Le banc : cinéma

Visions du Réel – Atelier critique – Jesa (4)

Aujourd’hui, La Pépinière vous emmène au sein de l’atelier de critiques qu’elle organise pendant le festival Visions du Réel. Les participant-e-s ont visionné un court-métrage intitulé Jesa et se sont livrés à un exercice de critique courte. En voici deux, signées Thalia Eissler et Yasmine Bahechar.

Jesa, quand les ancêtres se mettent à table

Le court-métrage de la réalisatrice Kyungwon Song interroge avec humour et finesse une tradition coréenne bien ancrée, le jesa. Cette cérémonie traditionnelle, pratiquée le jour de l’anniversaire de la mort d’un ancêtre, consiste à dresser une table avec des offrandes.

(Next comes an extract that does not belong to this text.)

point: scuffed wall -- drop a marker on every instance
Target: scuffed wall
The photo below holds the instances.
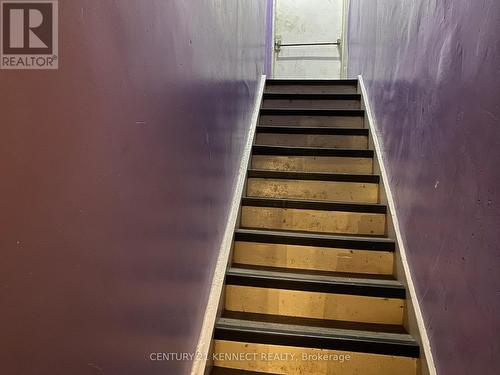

Guidée par les voix off de ses parents qui répondent à ses questions et guident ses gestes à distance, via Skype, selon des règles bien précises, la réalisatrice coréenne filme la mise en place de l’autel où se déroulera le rite familial tout en discutant de celui-ci. D’abord présente face caméra, elle s’efface petit à petit pour laisser place, faisant recours à la technique du stop motion, à une valse d’ustensiles de cuisine, éléments de vaisselle et aliments de toutes sortes qui se meuvent, s’apprêtent et se dégustent seuls sur fond sonore de planche à découper, grill et poêle à frire.

À travers sa performance, Kyungwon Song semble vouloir inviter le spectateur à questionner avec elle les origines de la cérémonie, son caractère sexiste et son sens actuel. À la rigidité du rite, illustrée avec humour par les gestes hésitants de la réalisatrice qui se sert par exemple de la boussole de son smartphone pour orienter le plat de poisson selon les indications rigoureuses de son père, se superpose le discours plus léger et progressiste de la mère. Un moment de partage intime et familial qui nous offre une fenêtre sur la société coréenne d’aujourd’hui.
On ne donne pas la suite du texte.